Python is a scripting language and general purpose programming language created by Guido van Rossum in the late 1980s (see http://en.wikipedia.org/wiki/Python_(programming_language). It has become very popular for a wide range of applications, often providing the framework for gluing powerful C-based algorithms to GUI interfaces (see http://docs.python.org/release/2.5.2/ext/intro.html making complete graphics productions programs by using tcl/tk (a rapid prototyping scripting language, http://en.wikipedia.org/wiki/Tcl) via an interface package called Tkinter (http://wiki.python.org/moin/TkInter)
This is a brief introduction to and summary of python statements. Python comes in several different versions. Currently, versions 2.4, 2.5, 2.6 and 2.7 are the most commonly used. This introduction will be based on version 2.7. Some portions of the language have been glossed over or omitted here. The newer, but incompatible Python 3 (http://wiki.python.org/moin/Python2orPython3) is not discussed.
For more detail on python syntax, see http://docs.python.org/reference/index.html.
A python program may be created a line at a time, interactively, or as a text document.

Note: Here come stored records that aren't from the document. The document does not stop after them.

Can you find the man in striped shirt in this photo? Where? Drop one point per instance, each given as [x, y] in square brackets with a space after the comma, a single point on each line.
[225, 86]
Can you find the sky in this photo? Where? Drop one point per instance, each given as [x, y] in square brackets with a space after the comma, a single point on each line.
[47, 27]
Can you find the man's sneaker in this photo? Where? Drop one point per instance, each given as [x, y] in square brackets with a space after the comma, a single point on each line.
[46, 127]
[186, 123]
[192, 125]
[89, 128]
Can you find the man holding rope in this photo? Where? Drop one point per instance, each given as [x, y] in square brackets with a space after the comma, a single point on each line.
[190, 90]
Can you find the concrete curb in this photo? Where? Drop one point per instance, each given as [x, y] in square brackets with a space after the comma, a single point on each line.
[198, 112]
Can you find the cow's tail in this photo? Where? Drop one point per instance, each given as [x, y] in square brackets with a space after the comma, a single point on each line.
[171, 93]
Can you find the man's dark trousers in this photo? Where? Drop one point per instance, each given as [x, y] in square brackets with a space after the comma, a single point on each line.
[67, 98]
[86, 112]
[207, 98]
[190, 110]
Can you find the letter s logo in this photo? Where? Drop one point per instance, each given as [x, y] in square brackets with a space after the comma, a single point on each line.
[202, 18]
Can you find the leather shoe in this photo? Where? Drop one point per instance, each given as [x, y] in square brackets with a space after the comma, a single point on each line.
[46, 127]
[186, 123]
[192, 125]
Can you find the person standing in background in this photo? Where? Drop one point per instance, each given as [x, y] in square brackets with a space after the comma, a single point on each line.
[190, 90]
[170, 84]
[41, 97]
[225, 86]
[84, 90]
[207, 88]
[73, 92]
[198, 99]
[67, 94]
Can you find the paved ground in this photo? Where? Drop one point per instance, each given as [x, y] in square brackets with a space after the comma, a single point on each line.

When we write in most languages, we use linear sequences of characters or glyphs, some of which are group together to make the words of the language and some of which are used as punctuation to help us organize those words. The words and punctuation are called "tokens".
In python, (as well as in C, C++, java and JavaScript) the characters used are drawn from a limited set of characters, that must, at a minimum include representations of
Python permits many more characters than this, allowing all the characters of the 7-bit ASCII character set for the programs themselves and can handle text string drawn from the entire 8-bit multibyte Unicode character set called UTF-8 (see www.unicode.org).
Multiple "physical lines" may be joined together by ending a line with an unquoted reverse solidus ("\")
Lines are scanned for "tokens".
In Python the spacing at the beginning of a line is, in and of itself, a significant token. Line indentation is used to organize multiple lines of statements into blocks in much the same way that "{" and "}" are used in C, C++, java and JavaScript.
The remaining tokens are organized into keywords, identifiers, literals ( what we would call strings and constants in other languages), operators and delimiters.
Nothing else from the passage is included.